Lecturer and Assistant Professor Patrick Brodie, UCD School of Information and Communication Studies, will present on his work with Dr.  Patrick Bresnihan, Maynooth University, about anti-extractivism and environmental justice movements in Ireland against multinationals.

Abstract

This paper will articulate the historical entanglement of Ireland’s big tech ecosystem with earlier forms of economic development and state-sanctioned polluting practices, particularly focussing on strategies for attracting multinational companies since the 1960s. The outsourcing of polluting multinational industries to Ireland’s rural regions has a long history, one tied into fault-lines of the country’s postcolonial condition and developmental economy through the mid-twentieth century, and have frequently been vigorously contested by environmental groups. High profile campaigns and struggles in the Republic and the North, from Cork to Derry to Donegal, has involved rural communities battling hostile legal, regulatory, and planning systems, which heavily favor multinationals. As Ireland lays pathways to decarbonization, these fault-lines remain, as the activities of multinational companies developing digital and renewable energy infrastructure map onto these persistent geographies. Ireland’s position as a western European nation-state undoubtedly means that wealth accumulated via these industries merits complicity in the global supply chains sustaining “green” extractivism in the Global South. But rural Ireland also bears an uneven share of responsibility in hosting these industries, whose destructive externalities are often imposed on rural places through large-scale infrastructures. This presentation will argue that the management of a truly “just” transition across sectors will require reckoning with the environmental contradictions raised by the (mis)management of industrial policy in Ireland across its modern history, through overlapping activities of mining, pollution/sinks, and infrastructural development.
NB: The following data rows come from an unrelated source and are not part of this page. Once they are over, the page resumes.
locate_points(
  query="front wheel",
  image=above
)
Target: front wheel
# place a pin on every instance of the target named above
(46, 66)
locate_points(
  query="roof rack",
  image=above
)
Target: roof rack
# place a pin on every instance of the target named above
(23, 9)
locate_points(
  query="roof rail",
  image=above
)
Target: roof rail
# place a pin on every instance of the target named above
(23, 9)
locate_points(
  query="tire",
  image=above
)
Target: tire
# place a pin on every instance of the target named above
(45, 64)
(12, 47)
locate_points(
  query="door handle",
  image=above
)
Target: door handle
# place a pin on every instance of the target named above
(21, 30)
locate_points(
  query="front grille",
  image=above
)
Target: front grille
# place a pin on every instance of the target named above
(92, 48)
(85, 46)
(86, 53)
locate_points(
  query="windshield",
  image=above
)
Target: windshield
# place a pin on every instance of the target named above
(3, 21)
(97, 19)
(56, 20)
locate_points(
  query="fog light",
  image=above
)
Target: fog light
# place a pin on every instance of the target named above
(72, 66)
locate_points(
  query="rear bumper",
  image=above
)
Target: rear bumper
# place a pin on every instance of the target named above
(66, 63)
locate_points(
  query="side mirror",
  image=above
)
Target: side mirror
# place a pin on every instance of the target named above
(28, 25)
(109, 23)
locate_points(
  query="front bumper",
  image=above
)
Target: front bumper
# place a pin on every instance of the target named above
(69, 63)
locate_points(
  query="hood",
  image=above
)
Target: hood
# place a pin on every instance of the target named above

Only by acknowledging the enduring landscapes of uneven development in Ireland can we adequately account for Ireland’s role within evolving world economies and the contours of its role in planetary low-carbon transitions, and thus begin to understand and possibly uproot the foundational relations that necessitated these transitions in the first place.

Prof. Patrick Brodie

Patrick Brodie is an Assistant Professor and Ad Astra Fellow in the School of Information and Communication Studies at University College Dublin. His research focuses on the environmental implications of digital media infrastructures, with a particular focus on the digital transformation of energy systems and the role of technological industries within emerging regimes of extractivism. His research has appeared in a number of journals, edited collections, and newspapers including recently in New Media and Society, Environment and Planning E: Nature and Space, Canadian Journal of Communication, Heliotrope, Ecological Reparation: Repair, Remediation, and Resurgence in Social and Environmental Conflict (Bristol UP, 2023), Energy Futures: Anthropocene Challenges, Emerging Technologies, and Everyday Life (De Gruyter, 2022), and The Irish Examiner. He is the co-editor of the Journal of Environmental Media and co-PI on the SSHRC-funded Media Rurality project.